First, a quick review of topics from the previous class.  In convex optimization, our goal is to either find some $x$ in a convex set $K$ or declare $K$ empty.  In order to achieve bounded complexity, we assume that, if $K$ is nonempty, then a ball of radius $r$ and some arbitrary center is a subset of $K$, and a ball of radius $R$ and center 0 contains $K$.  Recall that the query complexity for the ellipsoid algorithm of $O(n^2 \log \frac{R}{r})$.

Each iteration of Ellipsoid algorithm only needs a violated inequality for the current query point. This is done by a separation oracle. It does not need any other access to the feasible set!

Theorem 1.
Given $r, R$ such that $\exists x_0$ such that $x_0 + rB_n \subseteq K \subseteq RB_n$ and access to a separation oracle for $K$, the Ellipsoid algorithm finds a point $x \in K$ in at most $O(n^2 \log\frac{R}{r})$ queries.

Proof.
$O(n)$ queries to halve the volume of current ellipsoid. We can go from ball $R^n$ to $r^n$ in $n \log\frac{R}{r}$ halvings. So a total query complexity of $O(n^2 \log\frac{R}{r})$. $\square$

Here, we introduce the centroid cutting plane algorithm.  This algorithm starts with a polytope $P_0$, which is the cube of side length $R$.  Then, we iteratively check the centroid $z$ of each $P_i$ to see if $z \in K$.  If it is, we have found a feasible point, and the algorithm can terminate.  If not, we determine a separating plane $a^Tx \leq a^Tz$ (recall the concept of a separation oracle) and set $P_{i+1} = P_i \cap \{x : a^Tx \leq a^Tz\}$.

Theorem 2.
The query complexity of the centroid cutting plane algorithm is $O(n \log \frac{R}{r})$.

Note that the $\log \frac{R}{r}$ factor will require the volume of each successive polytope to be reduced by a constant factor.

Lemma 1.
For any halfspace $H$ containing the centroid of a convex body $K$, $vol(K \cap H) \geq \frac{1}{e} vol(K)$.

We will not do the proof in class, but the two-dimensional case is a HW problem.

Unfortunately, the centroid cutting plane algorithm has a major problem: computing the centroid is #P-Hard (informally, worse than NP-Hard).  To get around this issue, we will calculate an approximate centroid instead, by taking the average of random points in $K$.

Lemma 2.
$E[vol(K \cap H)] \geq \left(\frac{1}{e} - \sqrt{ \frac{n}{m} }\right) vol(K)$, where $H$ contains the centroid of $m$ sample points taken from $K$.

Then, so long as $m > ne^2$, $\left(\frac{1}{e} - \sqrt{\frac{n}{m}}\right) > 0$, and each successive polytope is still reduced by a constant factor (although a smaller one, but this is irrelevant).

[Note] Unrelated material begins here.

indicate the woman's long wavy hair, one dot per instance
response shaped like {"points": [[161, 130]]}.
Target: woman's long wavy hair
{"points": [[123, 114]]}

Now, we need to figure out how to randomly sample from a polytope.  First, we recall the idea of a membership oracle, which is weaker than a separation oracle, but only returns whether or not a given point is in a set (no separating hyperplane is ever returned).  Then, consider the following algorithm for finding a random point in a convex set: start with any point in the set.  Iteratively draw a chord across the set in a direction chosen uniformly at random.  Then, choose a point uniformly at random from this chord, and update the point to the newly chosen point.

Under further assumptions, this process will find a point chosen uniformly at random from the convex set after $O(n^3)$ iterations.  We do not prove this fact in class.  Note that this entire procedure is only used to find a single random sample, and needs to be repeated in its entirety in order to find a second random sample.